When I was 13, I bought my very first computer, an Apple IIe for $2,000, which would be about $4,550 in 2017 money. You can buy a nice MacBook Air for a little over $1,000.

In 2008, I was reviewing the 401(k) plan of a soon to be defunct mattress retailer that was on an insurance platform that claimed to be on their “side”. A copy of the 1995 contract that actually expired in 2001 charged the plan sponsor 267 basis points in fees. Obviously for a plan that had almost $4 million in assets, that was a lot of money. In 1995 when daily 401(k) plans were the exception and not the norm, 267 basis points was reasonable. In 2008, that was outright theft.

Since 1995, fees for daily recordkeeping plans and the margins in 401(k) administration have fallen in price as technology and economies of scale reduced costs. The advent of revenue sharing fees where mutual fund companies kick back fees to the third party administration (TPA) firm helped as well.
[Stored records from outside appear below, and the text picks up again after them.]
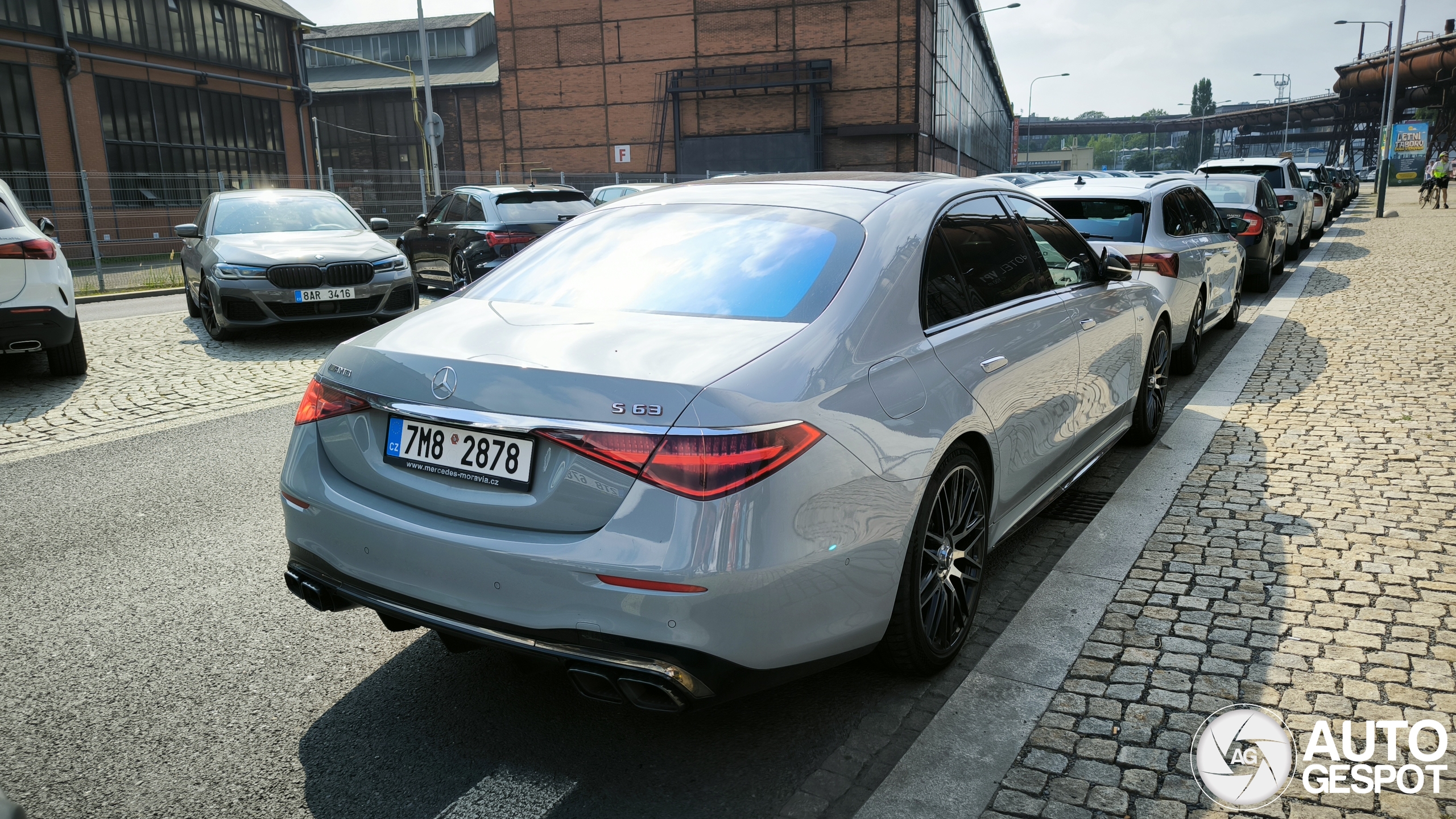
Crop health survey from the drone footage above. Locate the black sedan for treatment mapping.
[398,185,591,290]
[1193,173,1299,293]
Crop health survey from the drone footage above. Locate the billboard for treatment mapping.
[1391,121,1431,185]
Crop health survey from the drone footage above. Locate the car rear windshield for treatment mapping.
[211,195,364,235]
[1193,179,1259,205]
[1047,200,1147,242]
[1198,165,1289,188]
[469,204,865,322]
[495,191,591,221]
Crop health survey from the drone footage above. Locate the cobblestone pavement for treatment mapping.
[0,313,373,458]
[983,191,1456,819]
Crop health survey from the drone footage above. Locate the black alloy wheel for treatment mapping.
[197,278,237,341]
[1127,321,1173,446]
[881,444,990,675]
[1173,293,1207,376]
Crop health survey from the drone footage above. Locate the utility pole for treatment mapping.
[1375,0,1405,218]
[415,0,440,197]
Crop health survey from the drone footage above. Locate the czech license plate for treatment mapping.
[293,287,354,301]
[384,417,536,490]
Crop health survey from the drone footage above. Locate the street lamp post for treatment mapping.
[1375,0,1405,218]
[1027,72,1072,167]
[1254,72,1294,151]
[1335,20,1395,175]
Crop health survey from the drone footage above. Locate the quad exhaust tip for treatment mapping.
[566,668,687,714]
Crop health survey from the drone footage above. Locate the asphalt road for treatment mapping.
[0,243,1322,819]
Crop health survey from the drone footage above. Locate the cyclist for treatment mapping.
[1430,150,1453,208]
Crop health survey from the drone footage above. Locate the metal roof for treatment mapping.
[309,45,501,93]
[233,0,313,25]
[307,12,491,39]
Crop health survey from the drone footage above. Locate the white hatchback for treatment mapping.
[0,181,86,376]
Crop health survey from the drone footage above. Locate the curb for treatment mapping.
[855,216,1345,819]
[76,287,187,305]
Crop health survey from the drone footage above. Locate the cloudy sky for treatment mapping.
[294,0,1433,117]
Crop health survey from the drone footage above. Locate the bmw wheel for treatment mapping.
[1127,322,1172,446]
[879,444,990,675]
[1173,293,1206,376]
[197,282,237,341]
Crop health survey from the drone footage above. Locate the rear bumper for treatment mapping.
[0,306,76,346]
[284,544,874,711]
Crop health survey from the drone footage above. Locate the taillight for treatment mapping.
[485,230,536,248]
[293,379,369,427]
[597,574,708,594]
[1239,210,1264,236]
[0,239,55,259]
[537,421,824,500]
[1127,254,1178,278]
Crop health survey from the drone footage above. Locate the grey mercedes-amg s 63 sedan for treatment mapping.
[173,188,418,341]
[280,173,1169,711]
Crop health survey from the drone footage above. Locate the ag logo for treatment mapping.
[1193,705,1294,810]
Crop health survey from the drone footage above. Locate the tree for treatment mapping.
[1180,77,1219,169]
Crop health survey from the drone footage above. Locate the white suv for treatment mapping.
[1198,156,1323,259]
[0,181,86,376]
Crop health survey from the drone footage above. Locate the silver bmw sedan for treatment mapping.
[173,189,419,341]
[281,173,1170,711]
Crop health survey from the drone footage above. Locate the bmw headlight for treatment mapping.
[374,255,409,272]
[213,264,268,278]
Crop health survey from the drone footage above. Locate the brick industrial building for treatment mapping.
[307,0,1011,178]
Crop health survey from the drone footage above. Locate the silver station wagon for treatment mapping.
[281,173,1170,711]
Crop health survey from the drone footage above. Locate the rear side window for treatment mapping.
[936,197,1056,313]
[1011,198,1092,287]
[462,197,485,221]
[495,191,591,223]
[444,194,470,221]
[469,198,865,322]
[1047,200,1147,242]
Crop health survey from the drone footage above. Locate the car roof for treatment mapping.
[1022,176,1188,201]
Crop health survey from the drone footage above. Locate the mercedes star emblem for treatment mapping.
[429,367,456,401]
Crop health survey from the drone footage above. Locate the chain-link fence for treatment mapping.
[0,169,735,293]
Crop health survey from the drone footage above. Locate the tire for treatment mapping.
[198,282,237,341]
[1173,293,1206,376]
[45,321,86,376]
[185,287,202,319]
[1243,254,1284,293]
[878,444,990,676]
[1124,321,1173,446]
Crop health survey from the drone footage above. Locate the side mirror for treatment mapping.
[1098,248,1133,282]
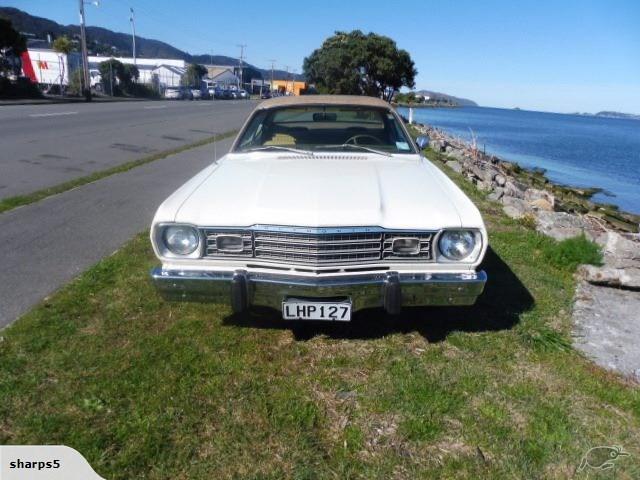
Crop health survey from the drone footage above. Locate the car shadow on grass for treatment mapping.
[223,248,534,342]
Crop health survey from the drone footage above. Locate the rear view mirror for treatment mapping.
[313,112,338,122]
[416,135,429,150]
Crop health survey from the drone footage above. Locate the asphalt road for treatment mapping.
[0,100,256,199]
[0,137,235,328]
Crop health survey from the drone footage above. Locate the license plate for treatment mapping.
[282,298,351,322]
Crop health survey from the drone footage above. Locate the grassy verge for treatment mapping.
[0,153,640,479]
[0,131,237,213]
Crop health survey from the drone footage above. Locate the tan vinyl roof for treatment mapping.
[256,95,391,110]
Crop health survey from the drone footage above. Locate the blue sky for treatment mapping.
[6,0,640,114]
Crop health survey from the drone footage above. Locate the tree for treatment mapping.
[120,63,140,85]
[0,18,27,75]
[53,35,73,95]
[182,63,208,87]
[98,58,124,95]
[303,30,418,101]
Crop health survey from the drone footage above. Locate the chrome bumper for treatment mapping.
[151,268,487,314]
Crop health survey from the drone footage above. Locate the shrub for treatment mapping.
[126,83,160,98]
[0,77,42,98]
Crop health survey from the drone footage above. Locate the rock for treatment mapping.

Since TPA firms had no requirement to breakout revenue sharing fees, the true costs of plan administration was actually masked to the plan sponsor and the plan participants.

With the advent of fee disclosure regulations in 2012, the mask of revenue sharing has been taken off and that revenue share subsidy has been exposed as another cost of plan administration that is a sticker shock to plan sponsors when they find out about it. Hungry financial advisors and competing TPAs have used that opportunity to recruit new plan sponsor clients by promising lower fees with the use of lower fee mutual funds and/or exchange traded funds (ETFs).

The shrinking margins thanks to fee disclosure, competition, and the end of a lot of revenue sharing is good for plan sponsors and plan participants. However, there is a cost n the industry as consolidation in the business has occurred, which in the end may increase fees when there is less competition around. There hasn’t been a race to zero as plan sponsors haven’t sought out plan providers who charge the lowest fee, yet providers are doing more work and making less money that they did 20 years ago. There is a cost for lower fees, but only the plan providers see it.